- Film poster
- 心
- Directed by: Kaneto Shindō
- Written by: Kaneto Shindō (screenplay); Natsume Sōseki (novel);
- Produced by: Kaneto Shindō; Kinshirō Kuzui;
- Starring: Noboru Matsuhashi; Kazunaga Tsuji; Nobuko Otowa;
- Cinematography: Kiyomi Kuroda
- Edited by: Mitsuo Kondo
- Music by: Hikaru Hayashi
- Production companies: Kindai Eiga Kyokai; Art Theatre Guild;
- Distributed by: Art Theatre Guild
- Release date: 27 October 1973 (Japan);
- Running time: 90 minutes
- Country: Japan
- Language: Japanese

= The Heart (1973 film) =

1973 Japanese film

The Heart (心, Kokoro), also titled Love Betrayed, is a 1973 Japanese drama film written and directed by Kaneto Shindō. It is based on the 1914 novel Kokoro by Natsume Sōseki.

==Cast==
- Noboru Matsuhashi as K
- Kazunaga Tsuji as S
- Nobuko Otowa as Mrs. M.
- Anri as I-ko
- Taiji Tonoyama as Father of S
- Yasuo Arakawa as Boy
- Sotomi Kotake as Girl

==Literary source==
Sōseki's novel has been adapted for film and television numerous times, the first time for cinema by Kon Ichikawa in 1955 as The Heart.

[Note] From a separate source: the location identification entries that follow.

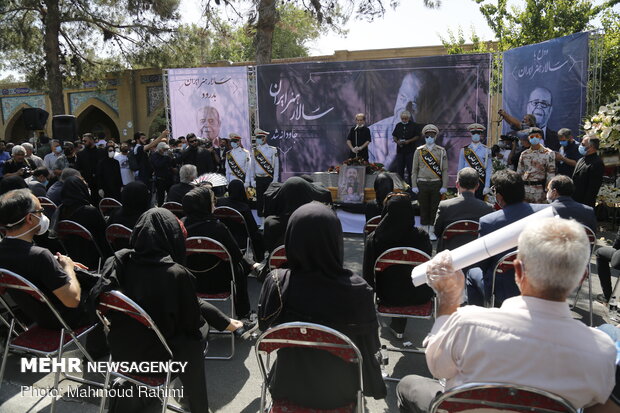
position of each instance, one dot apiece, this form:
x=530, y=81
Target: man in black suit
x=566, y=158
x=588, y=175
x=559, y=192
x=464, y=206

For his version, writer/director Shindō moved the story's Meiji era setting to the 1970s and put his focus only on the novel's third and final part, "Sensei to isho" ("Sensei's testament").

==Reception==
While Louis Frédéric ranked The Heart among Shindō's important films, Max Tessier criticised Shindō's "leaden directing" and "heavy-handed psychology".